Jedes Mal, wenn ich wieder jemanden ansprach und darauf hinwies, dass uns die Zeit davonläuft, bekam ich zwar Verständnis und verbale Unterstützung, aber an der Datscha als solches konnte dadurch auch niemand etwas ändern!
Der heiße Sommer und die nervenaufreibende Wartezeit zog die Tage in die Länge. Wir versuchten das Beste daraus zu machen. Tage um Tage, die wir gemeinsam zumindest für ein paar Stunden verbrachten. In denen wir auch lachten und versuchten das Schreckgespenst der Krankheit nicht die Oberhand bekommen zu lassen. Diese Stunden der gemeinsamen Zeit wechselten sich mit Stunden der Sorge Zuhause ab. Viele Gedanken um das, was sein könnte, was war, und das, eventuell erledigt werden müßte, raubten mir manche ruhige Minute.
Aber auch schöne Momente, in denen wir Spaß hatten, weil wir über Vieles lachten, uns erinnerten, uns austauschten und mein allseits geliebter Vater auch noch an den Themen teilnehmen konnte, die uns beschäftigten neben seiner Krankheit, machten die Zeit auch einmalig, unwiederbringlich und einzigartig.
Ich werde nie vergessen, wie er sich gefreut hat, als ich ihm ein alkoholfreies Hefeweizen mitbrachte, das er dann mit Strohhalm aus dem Becher trank.

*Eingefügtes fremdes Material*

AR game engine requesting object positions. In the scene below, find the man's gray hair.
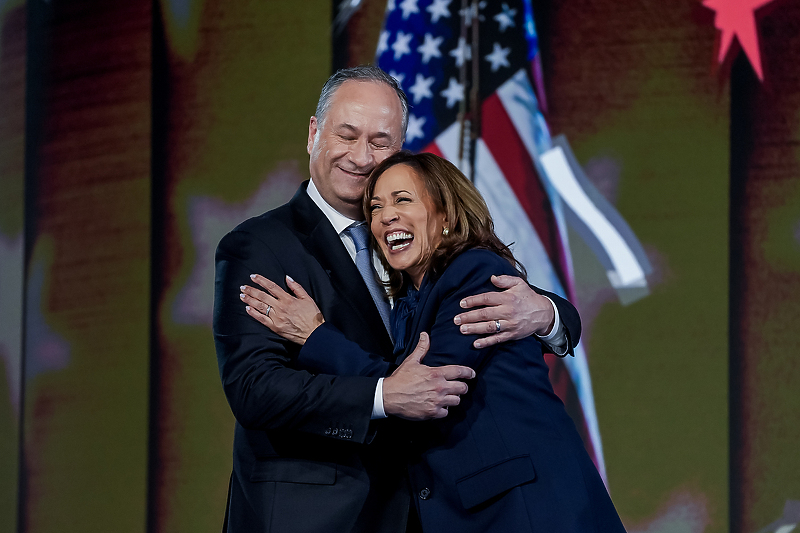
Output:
[314,65,408,139]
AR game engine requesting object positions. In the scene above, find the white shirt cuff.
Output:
[372,378,386,420]
[536,296,569,355]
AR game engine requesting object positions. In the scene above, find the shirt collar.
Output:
[306,179,361,233]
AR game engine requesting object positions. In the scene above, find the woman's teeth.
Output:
[386,231,414,250]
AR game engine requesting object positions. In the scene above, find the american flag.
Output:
[376,0,605,479]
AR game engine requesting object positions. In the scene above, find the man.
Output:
[214,67,580,533]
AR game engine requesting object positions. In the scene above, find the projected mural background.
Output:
[0,0,800,533]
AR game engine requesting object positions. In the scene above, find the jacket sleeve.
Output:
[213,231,378,442]
[423,250,540,372]
[297,322,394,377]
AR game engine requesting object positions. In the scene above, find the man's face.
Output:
[307,80,403,220]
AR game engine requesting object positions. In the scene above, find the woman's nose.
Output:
[381,206,397,225]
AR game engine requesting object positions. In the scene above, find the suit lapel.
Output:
[395,275,436,364]
[289,182,392,353]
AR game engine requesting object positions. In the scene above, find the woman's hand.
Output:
[239,274,325,345]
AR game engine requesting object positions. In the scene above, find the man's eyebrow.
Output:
[336,122,392,139]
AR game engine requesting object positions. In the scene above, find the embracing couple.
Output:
[214,67,624,533]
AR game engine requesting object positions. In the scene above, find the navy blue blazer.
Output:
[309,250,625,533]
[213,184,409,533]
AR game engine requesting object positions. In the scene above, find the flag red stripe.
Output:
[481,93,567,288]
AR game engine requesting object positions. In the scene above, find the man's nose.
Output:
[381,205,397,226]
[350,139,375,168]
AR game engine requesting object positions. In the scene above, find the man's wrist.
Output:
[536,296,569,355]
[372,378,386,420]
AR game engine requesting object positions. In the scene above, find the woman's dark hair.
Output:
[363,150,526,296]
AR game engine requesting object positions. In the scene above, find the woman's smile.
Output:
[370,165,445,287]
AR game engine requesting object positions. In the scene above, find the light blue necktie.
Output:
[345,224,391,337]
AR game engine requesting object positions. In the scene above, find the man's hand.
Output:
[383,333,475,420]
[453,276,555,348]
[239,274,325,345]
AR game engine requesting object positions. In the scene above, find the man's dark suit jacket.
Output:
[306,250,625,533]
[214,183,580,533]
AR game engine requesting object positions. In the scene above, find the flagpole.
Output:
[457,0,470,166]
[468,0,481,183]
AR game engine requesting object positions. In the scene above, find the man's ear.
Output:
[306,117,319,155]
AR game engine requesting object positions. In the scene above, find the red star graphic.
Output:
[703,0,773,81]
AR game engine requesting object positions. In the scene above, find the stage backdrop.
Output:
[0,0,800,533]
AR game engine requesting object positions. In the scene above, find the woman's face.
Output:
[370,164,446,287]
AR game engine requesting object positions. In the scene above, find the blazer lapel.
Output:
[290,182,392,353]
[395,275,436,365]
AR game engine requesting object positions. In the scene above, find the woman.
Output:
[364,152,624,533]
[244,151,625,533]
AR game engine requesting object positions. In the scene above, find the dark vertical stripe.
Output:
[728,54,758,533]
[147,0,169,532]
[17,2,53,533]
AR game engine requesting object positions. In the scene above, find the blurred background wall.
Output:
[0,0,800,533]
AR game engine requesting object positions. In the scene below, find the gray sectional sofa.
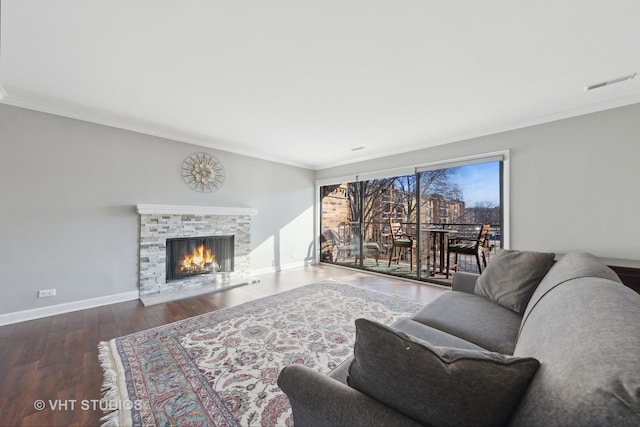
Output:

Oder mein Großer, der mitkam, ihn zu besuchen, und ihm erzählte und ihm vorspielte, wieviel Spaß und Abwechslung er in seiner Ausbildung beim Radio hatte. Wie die beiden gemeinsam in seinem Krankenhausbett saßen und sich amüsierten über viele Dinge, die im Alltag so ablaufen. Und wie stolz mein Vater war auf seinen großen Enkel, der wirklich in die Richtung geht, die er ihm schon als Zweijähriger vorausgesagt hat.
Oder wie wir es beide oder auch zu dritt mit meinem Herzensmenschen genossen haben, wenn die Küchenfee uns Kaffee oder Eis brachte und wir in diesem Krankenzimmer, das unser Zuhause wurde, das alles wunderbar fanden. Fast wie in einem Sternehotel.
Und auch die nach mehreren Wochen endlich durchgesetzten Ausflüge in den Garten des Krankenhauses, wo wir die Bäume und den Himmel bewunderten, die uns eher wie auf dem Land schienen als mitten in einer Großstadt.
Die Gespräche über die Familie. Mein Vater hatte ursprünglich 16 Geschwister und war einer der Jüngsten.
Sein verschmitzter Blick, den ich immer automatisch mit ihm verbinde, wenn ich an ihn denke, den er hatte, wenn er sich über etwas amüsierte oder mich ein bißchen hochnahm.
Aber auch die Zeiten, in denen wir still beieinander saßen, Hände haltend und ich lesend, um das Gefühl des Ich-muß-etwas-sagen-und-weiß-nicht-was aushalten zu können. Und somit aber doch bei ihm sein zu können.
Zeiten, die in meinem Herzen sind und mir immer in Erinnerung bleiben werden. Und ihm hoffentlich auch!